Déclaration au Comité Technique du CNRS du 4 novembre

jeudi 5 novembre 2015
par  Laeti

Le comité technique du CNRS réuni le 4 Novembre 2015 s’est prononcé à l’unanimité contre le projet de circulaire sur les mutualisations des fonctions IT. Voici la déclaration faite par le SNTRS-CGT lors de cette séance du comité technique :

Déclaration du SNTRS-CGT au comité technique du CNRS du 4 novembre 2015

Pour ajuster le CNRS aux restrictions de masse salariale et aux restructurations en cours, les instituts et la Direction veulent recourir plus facilement à la mutualisation de fonctions assurées par les Ingénieurs et Techniciens qu’ils soient fonctionnaires ou contractuels. Cette solution est un nouveau sésame face à la pénurie de postes et vise à encourager les laboratoires à demander des postes mutualisés.
Vous voulez aller vite. Pour justifier votre discours, vous vous appuyez sur les demandes de postes mutualisés d’IT faites par les directions d’instituts et les directions centrales.

L’agent mutualisé se verra « saucissonné » en fractions ETPT, à ventiler entre laboratoires, instituts et délégation... Bien que la circulaire indique veiller à « l’intérêt et l’épanouissement professionnel des agents » et lui donner un cadrage « protecteur », l’encadrement prévu est succinct.

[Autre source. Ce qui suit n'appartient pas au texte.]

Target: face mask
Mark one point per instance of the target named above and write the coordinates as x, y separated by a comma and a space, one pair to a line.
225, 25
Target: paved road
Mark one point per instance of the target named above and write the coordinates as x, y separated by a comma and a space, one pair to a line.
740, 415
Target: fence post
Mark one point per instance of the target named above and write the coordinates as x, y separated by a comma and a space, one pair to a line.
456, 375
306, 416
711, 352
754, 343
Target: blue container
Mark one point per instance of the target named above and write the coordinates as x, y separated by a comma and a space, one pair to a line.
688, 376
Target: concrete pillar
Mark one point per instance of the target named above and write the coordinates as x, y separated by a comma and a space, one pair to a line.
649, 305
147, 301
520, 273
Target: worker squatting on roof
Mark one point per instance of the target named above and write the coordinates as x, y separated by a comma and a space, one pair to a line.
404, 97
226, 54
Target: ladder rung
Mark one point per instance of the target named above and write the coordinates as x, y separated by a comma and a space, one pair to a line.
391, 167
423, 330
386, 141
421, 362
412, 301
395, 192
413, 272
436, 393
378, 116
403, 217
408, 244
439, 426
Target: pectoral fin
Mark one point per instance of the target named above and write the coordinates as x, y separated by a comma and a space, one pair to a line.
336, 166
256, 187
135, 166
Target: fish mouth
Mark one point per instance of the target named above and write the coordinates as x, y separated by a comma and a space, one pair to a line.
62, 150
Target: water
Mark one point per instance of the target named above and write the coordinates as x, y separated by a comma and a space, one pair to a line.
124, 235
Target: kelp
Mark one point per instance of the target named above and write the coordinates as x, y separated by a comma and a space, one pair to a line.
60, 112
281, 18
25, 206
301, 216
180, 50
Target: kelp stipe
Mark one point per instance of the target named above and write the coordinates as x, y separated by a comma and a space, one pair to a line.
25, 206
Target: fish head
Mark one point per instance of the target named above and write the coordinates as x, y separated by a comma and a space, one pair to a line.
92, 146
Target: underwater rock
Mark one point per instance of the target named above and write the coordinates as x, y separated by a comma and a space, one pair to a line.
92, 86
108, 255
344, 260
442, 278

Vous affirmez : aucune mutualisation ne sera forcée, elles seront toutes basées sur le volontariat. Mais comment refuser la mutualisation de son poste si on est précaire ou dans une équipe, un laboratoire en restructuration ?

La pénurie de postes est une forte injonction à la mutualisation. Les directions des laboratoires ou de services, en demandant des postes mutualisés, espèrent ainsi récupérer des miettes de postes budgétaires ! Depuis une dizaine années, nous sommes passés par différentes phases de « rationalisation des ressources ». Les UMR de petites tailles ont été sommées de se regrouper en gros laboratoires, pour rationaliser l’utilisation d’ETPT au sein de services communs. Puis est venu le temps de la création de plateformes scientifiques, toujours dans un besoin « d’optimisation des ressources ». Maintenant, ce sont les agents qui vont être « rationalisés » : leur temps de travail découpé, émietté entre différentes structures.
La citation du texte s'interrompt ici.